The rapid proliferation of electric vehicles (EVs) has intensified requirements for compact, high-efficiency, and grid-friendly battery chargers. Conventional charger architectures typically employ a discrete boost power-factor-correction (PFC) front-end followed by an isolated DC–DC stage, leading to increased component count, higher losses, and larger magnetic and filter requirements. This paper presents a modified bridgeless boost converter topology that seamlessly integrates active PFC with the DC–DC conversion required for EV battery charging. By employing synchronous SiC MOSFETs in both boost and rectification legs, combined with an interleaved dual-phase design, the proposed charger minimizes conduction and switching losses, reduces input current ripple, and eliminates two diode bridges from the power path.

A 3.3 kW laboratory prototype was developed using planar coupled inductors and a TI C2000 microcontroller implementing a dual-loop control strategy: an inner current-shaping loop for near-unity power factor and an outer voltage regulation loop for battery charging.
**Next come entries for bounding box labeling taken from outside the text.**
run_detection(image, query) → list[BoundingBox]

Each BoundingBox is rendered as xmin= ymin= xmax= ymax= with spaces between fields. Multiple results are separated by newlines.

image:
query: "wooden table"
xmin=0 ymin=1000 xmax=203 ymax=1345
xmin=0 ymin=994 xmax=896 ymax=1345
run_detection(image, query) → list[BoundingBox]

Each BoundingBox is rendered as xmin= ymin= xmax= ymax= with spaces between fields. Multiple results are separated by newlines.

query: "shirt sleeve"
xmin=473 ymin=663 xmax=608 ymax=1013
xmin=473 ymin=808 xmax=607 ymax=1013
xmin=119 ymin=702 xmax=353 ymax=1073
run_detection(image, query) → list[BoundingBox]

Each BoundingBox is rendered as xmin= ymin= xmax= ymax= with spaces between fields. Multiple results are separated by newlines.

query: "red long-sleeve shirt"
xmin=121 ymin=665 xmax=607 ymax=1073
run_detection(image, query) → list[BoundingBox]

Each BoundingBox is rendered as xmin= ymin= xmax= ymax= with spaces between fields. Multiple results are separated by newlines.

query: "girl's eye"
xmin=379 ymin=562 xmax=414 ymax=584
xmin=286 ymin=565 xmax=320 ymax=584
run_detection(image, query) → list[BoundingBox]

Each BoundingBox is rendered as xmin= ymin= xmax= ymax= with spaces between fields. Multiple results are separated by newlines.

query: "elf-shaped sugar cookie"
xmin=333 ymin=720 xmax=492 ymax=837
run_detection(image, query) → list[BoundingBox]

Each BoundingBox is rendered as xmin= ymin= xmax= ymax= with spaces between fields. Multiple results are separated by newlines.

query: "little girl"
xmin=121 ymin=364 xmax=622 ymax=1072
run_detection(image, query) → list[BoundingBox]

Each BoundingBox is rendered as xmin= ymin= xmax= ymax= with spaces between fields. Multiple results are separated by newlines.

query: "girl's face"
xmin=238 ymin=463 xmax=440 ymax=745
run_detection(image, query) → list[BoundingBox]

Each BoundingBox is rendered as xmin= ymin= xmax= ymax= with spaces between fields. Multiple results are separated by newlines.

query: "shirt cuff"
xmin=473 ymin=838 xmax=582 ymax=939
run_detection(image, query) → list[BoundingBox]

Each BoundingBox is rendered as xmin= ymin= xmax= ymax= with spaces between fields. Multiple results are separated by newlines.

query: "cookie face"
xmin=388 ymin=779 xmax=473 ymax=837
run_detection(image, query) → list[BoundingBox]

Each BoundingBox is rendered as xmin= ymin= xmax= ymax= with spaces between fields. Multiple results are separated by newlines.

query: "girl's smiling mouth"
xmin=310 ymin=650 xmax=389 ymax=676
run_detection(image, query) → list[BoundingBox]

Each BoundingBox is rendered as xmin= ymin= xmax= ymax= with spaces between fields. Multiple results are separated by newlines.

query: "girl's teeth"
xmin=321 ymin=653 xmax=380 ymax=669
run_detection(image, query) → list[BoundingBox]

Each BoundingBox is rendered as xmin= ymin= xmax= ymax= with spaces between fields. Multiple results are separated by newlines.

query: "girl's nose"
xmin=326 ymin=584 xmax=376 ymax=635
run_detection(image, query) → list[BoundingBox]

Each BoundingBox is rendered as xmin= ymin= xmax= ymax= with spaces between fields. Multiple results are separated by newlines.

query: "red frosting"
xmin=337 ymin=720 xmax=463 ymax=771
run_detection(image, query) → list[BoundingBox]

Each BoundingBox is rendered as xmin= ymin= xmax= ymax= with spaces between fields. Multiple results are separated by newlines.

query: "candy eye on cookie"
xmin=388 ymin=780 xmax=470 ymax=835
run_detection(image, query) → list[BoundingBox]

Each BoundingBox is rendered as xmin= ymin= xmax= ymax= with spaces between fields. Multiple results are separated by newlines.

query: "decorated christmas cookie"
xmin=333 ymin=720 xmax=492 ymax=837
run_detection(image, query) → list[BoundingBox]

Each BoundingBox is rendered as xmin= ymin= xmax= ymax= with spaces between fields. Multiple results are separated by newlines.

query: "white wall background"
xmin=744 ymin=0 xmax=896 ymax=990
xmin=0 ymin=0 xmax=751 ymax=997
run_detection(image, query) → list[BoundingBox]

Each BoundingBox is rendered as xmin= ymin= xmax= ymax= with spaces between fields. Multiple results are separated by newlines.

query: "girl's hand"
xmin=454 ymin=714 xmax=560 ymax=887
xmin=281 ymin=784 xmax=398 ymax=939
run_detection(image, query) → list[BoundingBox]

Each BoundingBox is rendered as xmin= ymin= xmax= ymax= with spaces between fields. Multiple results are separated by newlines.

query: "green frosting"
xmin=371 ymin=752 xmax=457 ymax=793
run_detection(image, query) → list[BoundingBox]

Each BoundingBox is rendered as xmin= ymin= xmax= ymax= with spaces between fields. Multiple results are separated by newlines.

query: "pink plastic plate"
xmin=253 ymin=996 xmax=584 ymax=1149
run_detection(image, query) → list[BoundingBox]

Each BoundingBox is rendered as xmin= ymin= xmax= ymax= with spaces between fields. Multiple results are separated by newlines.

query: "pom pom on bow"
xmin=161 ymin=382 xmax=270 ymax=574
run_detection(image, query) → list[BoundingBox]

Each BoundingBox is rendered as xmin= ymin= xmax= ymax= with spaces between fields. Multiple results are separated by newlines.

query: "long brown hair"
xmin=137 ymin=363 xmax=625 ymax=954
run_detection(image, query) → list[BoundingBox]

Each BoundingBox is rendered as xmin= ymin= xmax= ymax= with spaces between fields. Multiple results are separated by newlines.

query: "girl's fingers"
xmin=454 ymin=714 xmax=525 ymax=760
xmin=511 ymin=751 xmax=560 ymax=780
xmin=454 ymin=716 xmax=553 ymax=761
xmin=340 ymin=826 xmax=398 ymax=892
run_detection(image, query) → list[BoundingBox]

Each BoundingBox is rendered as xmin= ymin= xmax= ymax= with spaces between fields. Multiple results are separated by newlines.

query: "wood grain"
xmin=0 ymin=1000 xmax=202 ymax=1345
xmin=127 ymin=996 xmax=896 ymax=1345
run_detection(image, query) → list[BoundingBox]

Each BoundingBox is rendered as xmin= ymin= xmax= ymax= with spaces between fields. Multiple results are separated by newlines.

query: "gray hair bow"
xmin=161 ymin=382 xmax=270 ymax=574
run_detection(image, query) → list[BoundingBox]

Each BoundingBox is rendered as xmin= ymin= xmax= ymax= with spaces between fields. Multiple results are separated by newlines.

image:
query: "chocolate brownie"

Experimental evaluation under IEC 61000-3-2 compliance conditions demonstrates a power factor exceeding 0.99, total harmonic distortion below 5 %, and a peak efficiency of 97.2 % over 50 %–100 % load range. The unified PFC/DC–DC approach achieves a 30 % reduction in passive component volume compared to traditional two-stage designs, while thermal tests confirm stable operation under extended load and ambient temperature variations.

These results highlight the converter’s potential for next-generation EV chargers, offering a pathway to reduced system size, lower cost, and enhanced grid compatibility without sacrificing performance or reliability.